Figure 3. Activation of the YAP/SERCA2a pathway reduces mitochondrial damage in I/R-treated cardiomyocytes. (A, B) Immunofluorescence assay was used to detect the levels of mitochondrial ROS in cardiomyocytes transfected with ad-SERCA2a or ad-YAP in the presence of mI/R injury. (C–E) The activities of glutathione (GSH), superoxide dismutase (SOD), and glutathione peroxidase (GPx) were measured via enzyme-linked immunosorbent assay (ELISA) in cardiomyocytes transfected with ad-SERCA2a or ad-YAP in the presence of mI/R injury. (F, G) Mitochondrial membrane potential was measured using JC-1 staining. (H) ATP production was analyzed through ELISA. (I) The levels of glucose in the medium were determined by ELISA. *P<0.05.

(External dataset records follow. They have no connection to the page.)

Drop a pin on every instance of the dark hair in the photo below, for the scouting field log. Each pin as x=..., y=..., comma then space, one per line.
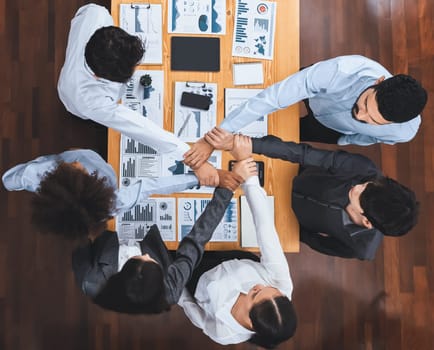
x=273, y=321
x=112, y=53
x=400, y=98
x=391, y=207
x=137, y=289
x=72, y=203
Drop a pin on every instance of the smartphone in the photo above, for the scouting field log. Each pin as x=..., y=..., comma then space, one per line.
x=259, y=166
x=189, y=99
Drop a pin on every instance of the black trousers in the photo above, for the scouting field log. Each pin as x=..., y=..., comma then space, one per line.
x=211, y=259
x=313, y=131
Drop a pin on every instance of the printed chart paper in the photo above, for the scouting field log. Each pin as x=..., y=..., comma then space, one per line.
x=234, y=98
x=145, y=21
x=133, y=224
x=189, y=210
x=254, y=29
x=197, y=16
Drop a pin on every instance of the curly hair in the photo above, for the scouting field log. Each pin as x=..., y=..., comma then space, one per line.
x=113, y=54
x=72, y=203
x=391, y=207
x=400, y=98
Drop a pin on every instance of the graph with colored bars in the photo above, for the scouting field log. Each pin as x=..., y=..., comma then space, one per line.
x=138, y=160
x=241, y=23
x=254, y=29
x=189, y=210
x=135, y=223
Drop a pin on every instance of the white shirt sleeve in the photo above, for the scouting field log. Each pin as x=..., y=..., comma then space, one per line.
x=272, y=256
x=301, y=85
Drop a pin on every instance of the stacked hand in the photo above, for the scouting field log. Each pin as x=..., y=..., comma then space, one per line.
x=241, y=148
x=220, y=139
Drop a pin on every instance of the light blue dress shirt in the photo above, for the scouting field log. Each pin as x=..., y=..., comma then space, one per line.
x=27, y=176
x=332, y=87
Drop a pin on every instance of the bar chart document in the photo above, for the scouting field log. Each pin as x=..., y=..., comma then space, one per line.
x=197, y=16
x=145, y=21
x=189, y=210
x=133, y=224
x=254, y=29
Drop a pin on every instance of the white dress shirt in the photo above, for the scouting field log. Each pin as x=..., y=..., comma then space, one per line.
x=90, y=97
x=27, y=176
x=219, y=288
x=332, y=87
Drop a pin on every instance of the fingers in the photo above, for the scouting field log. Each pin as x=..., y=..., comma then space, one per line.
x=195, y=160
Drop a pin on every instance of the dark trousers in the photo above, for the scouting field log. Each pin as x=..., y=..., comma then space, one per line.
x=312, y=130
x=213, y=258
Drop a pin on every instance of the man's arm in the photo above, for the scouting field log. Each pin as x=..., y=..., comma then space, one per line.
x=306, y=155
x=301, y=85
x=191, y=248
x=304, y=84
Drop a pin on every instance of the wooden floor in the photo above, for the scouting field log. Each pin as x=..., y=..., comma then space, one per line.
x=342, y=304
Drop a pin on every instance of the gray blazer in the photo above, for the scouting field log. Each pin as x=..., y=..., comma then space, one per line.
x=94, y=263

In addition to oxidative stress, we observed that the mI/R injury reduced the mitochondrial membrane potential, which was reversed by YAP or SERCA2a overexpression (Figure 3F, 3G). The mitochondrial membrane potential acts as the driving force for cellular ATP production by controlling glucose consumption. The mI/R injury inhibited ATP production in cardiomyocytes (Figure 3H), followed by an accumulation of glucose in the culture medium (Figure 3I). The overexpression of YAP or SERCA2a enhanced the consumption of glucose, thus sustaining ATP production (Figure 3H, 3I). Altogether, our results showed that YAP and SERCA2a controlled the mitochondrial redox balance and bioenergetics in mI/R-treated cardiomyocytes.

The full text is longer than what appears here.